Montreal Mirror

Garage rocks

Garage Beirut in the Concordia Ghetto serves tasty, home-style Lebanese fare

by BARTEK KOMOROWSKI

January 26, 2012

GARAGE BEIRUT

ADDRESS: 1238 Mackay
PHONE: (514) 564-2040
HOURS: MON 12 p.m.–3 p.m., TUE–THU 12 p.m.–10 p.m., FRI 12 p.m.–11 p.m., SAT 5 p.m.–11 p.m., and SUN 11 a.m.–3 p.m.
BEST FEATURES: Super juicy shish taouk
ALCOHOL: Yes
WHEELCHAIR ACCESS: No
VEGETARIAN FRIENDLY: Yes
CREDIT CARDS: Yes
PRICE: $10–20 per person (before drinks, tax and tip)
★★ 1/2 out of ★★★★

Most Montrealers’ experience with Lebanese food is limited to that which comes from the ubiquitous shop with the vertical meat-laden spits. As anyone from Lebanon will tell you, this is hardly an accurate representation of their homeland’s rich culinary tradition. For a more accurate portrayal of Lebanese cookery, you might head to Garage Beirut, a tiny, inexpensive restaurant in the Concordia Ghetto. I met my friends Natasha and Adam there on a recent Tues­day evening for a little pre-movie bite. A proper Lebanese meal begins with a selection of shared mezze (appetizers). On the recommendation of our chatty neighbours, we ordered some baba ghanoush ($7), the familiar roasted egg­plant paste. Garage Beirut’s version was good but unremarkable. I prefer it be a little smokier, lemonier and slightly saltier.

Another familiar item we tried was hummus. This one with a twist: it was topped with almonds and ground lamb ($8). The hummus itself was smooth and creamy, and the flavours of the chick­peas and the fried, ground lamb were wonderfully complimentary. The crunchy, toasted almond slivers provided a delightful textural counterpoint. I might have preferred it served warm, however, as is the case at other restaurants.

Another one of our mezze was halloum ($6.50), a salty, firm, unripe cheese customarily served fried or grilled. Ours was lightly dusted with flour, fried to a light golden brown and accompanied with slices of tomato and cucumber. Halloum is always salty, but this one was especially so. The vegetables and pita were essential to cut the salty bite. A lemon wedge to sprinkle on the cheese would’ve been nice, to further cut the salt and give it all a little zing.

Our final mezze was something called kishek, an item I haven’t seen before on a Lebanese menu in Montreal.

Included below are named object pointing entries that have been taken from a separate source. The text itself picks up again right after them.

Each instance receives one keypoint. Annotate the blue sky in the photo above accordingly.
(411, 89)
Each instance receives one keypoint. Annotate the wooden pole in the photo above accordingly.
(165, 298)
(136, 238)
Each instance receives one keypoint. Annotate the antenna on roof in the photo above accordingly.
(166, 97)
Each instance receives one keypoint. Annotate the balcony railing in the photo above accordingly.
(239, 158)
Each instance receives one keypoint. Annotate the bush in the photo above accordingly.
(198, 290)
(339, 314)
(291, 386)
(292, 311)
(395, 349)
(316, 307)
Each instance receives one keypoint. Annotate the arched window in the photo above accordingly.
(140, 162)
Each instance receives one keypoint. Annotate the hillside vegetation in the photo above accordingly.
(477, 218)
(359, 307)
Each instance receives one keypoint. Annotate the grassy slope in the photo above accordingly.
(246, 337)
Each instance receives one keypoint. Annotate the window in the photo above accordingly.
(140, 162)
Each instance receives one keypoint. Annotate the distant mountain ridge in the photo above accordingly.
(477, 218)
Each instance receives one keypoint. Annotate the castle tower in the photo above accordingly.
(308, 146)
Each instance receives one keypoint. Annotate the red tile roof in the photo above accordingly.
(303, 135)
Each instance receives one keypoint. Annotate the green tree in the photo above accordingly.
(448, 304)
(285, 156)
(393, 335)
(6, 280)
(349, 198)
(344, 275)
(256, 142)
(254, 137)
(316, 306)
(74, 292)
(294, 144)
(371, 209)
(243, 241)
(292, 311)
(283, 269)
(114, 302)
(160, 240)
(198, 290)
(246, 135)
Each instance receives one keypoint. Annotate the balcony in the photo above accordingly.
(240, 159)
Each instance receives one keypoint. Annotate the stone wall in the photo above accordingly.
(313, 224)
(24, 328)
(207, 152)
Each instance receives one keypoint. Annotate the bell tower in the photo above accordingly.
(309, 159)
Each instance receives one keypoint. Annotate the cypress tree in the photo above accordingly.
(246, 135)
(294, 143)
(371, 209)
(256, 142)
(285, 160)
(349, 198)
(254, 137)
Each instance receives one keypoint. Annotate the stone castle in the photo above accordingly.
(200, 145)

It’s a rich porridge made of cracked wheat and fermented milk. There were two versions on the menu; we chose the one with chunks of lamb ($9). Fermented milk, especially when heated, emits a rather pungent aroma. As a result, the flavour took a little getting used to, but all three of us enjoyed it. Be warned: if stinky, weird tasting cheeses aren’t generally your thing, this dish might not be for you.

We continued our meal with a large bowl of fattouch ($11), a traditional Lebanese salad, and a mixed grill plate ($22). I’ve had many versions of fattouch, each with a slightly different composition. This one was largely made up of crisp, green lettuce, with only a small amount of onion, tomato and other vegetables, which made it particularly light and airy. Unlike the fattouch you find at the likes of Basha, doled out from a hotel pan and usually soggy, this one was made to order and very crisp. The fried pita chunks, the signature ingredient of a fattouch, were nice and crunchy. The bright, fresh flavour of this salad was a nice antidote to the heavy funk of the kishek.

The mixed grill plate included two skewers of shish taouk, two skewers of kefta and one skewer of beef, plus some hummus, garlic sauce and a smattering of those alarmingly fluorescent pink pickled turnips. As mentioned, the shish taouk at Garage Beirut is grilled on individual skewers, not a giant vertical spit, which makes a huge difference.

The chicken chunks had a wonderful lemony aroma and were unbelievably tender and moist. A little dab of Garage Beirut’s super potent garlic sauce made them sing. The kefta had a nice springy texture and was nicely seasoned but was no sensation. The same was the case with the beef skewer; the meat was moist and tender but otherwise a bit plain. Though glad I tried them all, on future visits to Garage Beirut I’ll be focusing on the shish taouk.

We concluded the meal with a piece of kanafeh ($4.50), a rich, buttery semolina pastry soaked with lemon juice and fragrant orange blossom water. The piece was so generous that it easily served as a satisfying dessert for all three of us.

If you happen to be downtown and in the mood for Lebanese food, consider eschewing the regular fast food joints for the low-key charm and the fresh, homey food of Garage Beirut.